Integrating Physics and Data-Driven Approaches: An Explainable and Uncertainty-Aware Hybrid Model for Wind Turbine Power Prediction
Alfonso Gijón, Simone Eiraudo, Antonio Manjavacas, Daniele Salvatore Schiera, Miguel Molina-Solana, Juan Gómez-Romero
TL;DR
This work advances wind turbine power prediction by integrating a physics-based submodel with a data-driven residual component in an additive semi-parametric framework. The physics term uses a neural network to model the power coefficient $C_p$ under the Betz limit, while the residual term leverages additional variables to capture unmodeled effects, trained in two stages. The approach achieves substantial accuracy gains over a purely physics-based model, and its interpretability is enhanced with SHAP analyses, complemented by uncertainty quantification via conformalized quantile regression. The resulting framework provides a flexible, reliable tool for power forecasting, anomaly detection, and potential optimization in wind energy systems, with practical implications for operational decision-making and maintenance planning.
Abstract
The rapid growth of the wind energy sector underscores the urgent need to optimize turbine operations and ensure effective maintenance through early fault detection systems.
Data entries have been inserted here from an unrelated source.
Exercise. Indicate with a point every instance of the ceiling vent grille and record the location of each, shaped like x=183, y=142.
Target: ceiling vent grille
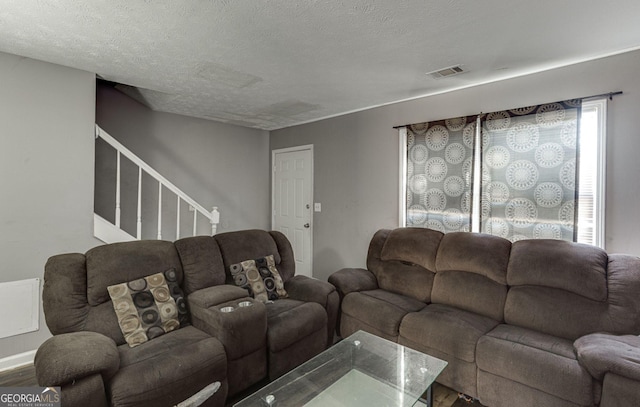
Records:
x=446, y=72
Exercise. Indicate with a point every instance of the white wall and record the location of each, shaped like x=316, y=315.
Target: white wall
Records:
x=356, y=156
x=216, y=164
x=46, y=167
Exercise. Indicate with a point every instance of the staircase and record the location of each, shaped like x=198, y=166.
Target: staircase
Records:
x=185, y=215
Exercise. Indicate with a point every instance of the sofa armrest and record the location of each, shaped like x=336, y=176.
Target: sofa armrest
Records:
x=309, y=289
x=604, y=353
x=353, y=279
x=227, y=313
x=216, y=295
x=73, y=356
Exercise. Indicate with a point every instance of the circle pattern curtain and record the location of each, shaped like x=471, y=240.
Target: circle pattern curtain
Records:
x=439, y=166
x=529, y=177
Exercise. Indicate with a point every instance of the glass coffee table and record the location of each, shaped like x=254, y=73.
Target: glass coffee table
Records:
x=361, y=370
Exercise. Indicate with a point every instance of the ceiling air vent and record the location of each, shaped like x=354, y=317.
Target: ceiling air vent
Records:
x=446, y=72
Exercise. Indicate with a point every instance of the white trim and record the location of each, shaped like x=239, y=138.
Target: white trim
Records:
x=601, y=193
x=600, y=106
x=476, y=178
x=17, y=360
x=402, y=209
x=23, y=296
x=108, y=232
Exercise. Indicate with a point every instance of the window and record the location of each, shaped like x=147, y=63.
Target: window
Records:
x=531, y=172
x=592, y=157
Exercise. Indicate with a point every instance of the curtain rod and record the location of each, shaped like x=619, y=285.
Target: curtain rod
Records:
x=609, y=95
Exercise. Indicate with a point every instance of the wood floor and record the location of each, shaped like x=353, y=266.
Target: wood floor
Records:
x=20, y=377
x=26, y=376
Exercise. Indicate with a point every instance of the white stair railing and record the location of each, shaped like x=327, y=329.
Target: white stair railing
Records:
x=110, y=236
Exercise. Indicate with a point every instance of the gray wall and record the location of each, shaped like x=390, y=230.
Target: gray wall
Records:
x=46, y=162
x=356, y=156
x=215, y=163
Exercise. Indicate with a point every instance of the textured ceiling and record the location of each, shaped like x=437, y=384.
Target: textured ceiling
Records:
x=273, y=64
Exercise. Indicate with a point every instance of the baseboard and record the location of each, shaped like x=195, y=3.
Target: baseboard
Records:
x=18, y=360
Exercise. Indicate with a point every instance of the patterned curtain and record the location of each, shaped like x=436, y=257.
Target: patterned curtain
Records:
x=529, y=177
x=439, y=166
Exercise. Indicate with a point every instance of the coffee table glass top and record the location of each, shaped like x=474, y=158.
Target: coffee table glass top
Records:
x=361, y=370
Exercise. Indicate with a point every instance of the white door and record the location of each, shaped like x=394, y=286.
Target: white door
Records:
x=292, y=200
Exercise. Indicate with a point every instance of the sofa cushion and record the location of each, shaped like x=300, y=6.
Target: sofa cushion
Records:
x=412, y=245
x=289, y=321
x=543, y=362
x=447, y=329
x=556, y=312
x=149, y=307
x=239, y=246
x=127, y=261
x=477, y=253
x=201, y=261
x=470, y=292
x=602, y=353
x=559, y=264
x=260, y=278
x=380, y=309
x=167, y=370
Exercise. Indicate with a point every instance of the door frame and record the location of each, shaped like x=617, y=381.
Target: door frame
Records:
x=308, y=147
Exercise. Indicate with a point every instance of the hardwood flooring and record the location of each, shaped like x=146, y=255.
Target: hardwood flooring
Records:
x=25, y=376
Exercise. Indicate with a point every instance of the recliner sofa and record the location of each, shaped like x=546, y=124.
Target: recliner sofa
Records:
x=232, y=342
x=518, y=323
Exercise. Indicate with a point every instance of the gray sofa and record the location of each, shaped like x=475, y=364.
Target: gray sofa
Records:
x=89, y=358
x=533, y=323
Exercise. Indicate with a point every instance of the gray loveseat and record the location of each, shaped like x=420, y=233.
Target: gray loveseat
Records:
x=228, y=352
x=533, y=323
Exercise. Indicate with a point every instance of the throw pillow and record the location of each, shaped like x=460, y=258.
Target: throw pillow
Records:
x=260, y=277
x=149, y=307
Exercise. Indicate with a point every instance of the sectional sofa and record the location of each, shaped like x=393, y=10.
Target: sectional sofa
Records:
x=531, y=323
x=106, y=309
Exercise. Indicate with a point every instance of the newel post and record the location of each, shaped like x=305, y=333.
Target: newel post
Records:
x=215, y=219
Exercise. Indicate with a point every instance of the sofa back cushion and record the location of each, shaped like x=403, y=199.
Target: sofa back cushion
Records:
x=201, y=261
x=570, y=290
x=471, y=273
x=120, y=262
x=403, y=260
x=577, y=268
x=75, y=296
x=236, y=247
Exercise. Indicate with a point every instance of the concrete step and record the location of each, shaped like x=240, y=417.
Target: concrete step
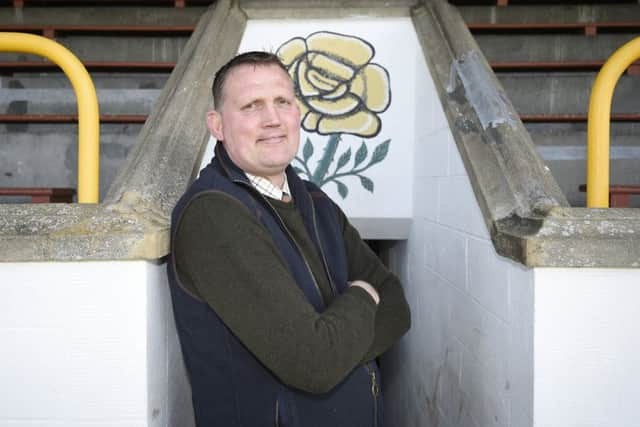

While traditional empirical and physics-based models offer approximate predictions of power generation based on wind speed, they often fail to capture the complex, non-linear relationships between other input variables and the resulting power output. Data-driven machine learning methods present a promising avenue for improving wind turbine modeling by leveraging large datasets, enhancing prediction accuracy but often at the cost of interpretability. In this study, we propose a hybrid semi-parametric model that combines the strengths of both approaches, applied to a dataset from a wind farm with four turbines. The model integrates a physics-inspired submodel, providing a reasonable approximation of power generation, with a non-parametric submodel that predicts the residuals. This non-parametric submodel is trained on a broader range of variables to account for phenomena not captured by the physics-based component. The hybrid model achieves a 37% improvement in prediction accuracy over the physics-based model. To enhance interpretability, SHAP values are used to analyze the influence of input features on the residual submodel's output. Additionally, prediction uncertainties are quantified using a conformalized quantile regression method. The combination of these techniques, alongside the physics grounding of the parametric submodel, provides a flexible, accurate, and reliable framework. Ultimately, this study opens the door for evaluating the impact of unmodeled variables on wind turbine power generation, offering a basis for potential optimization.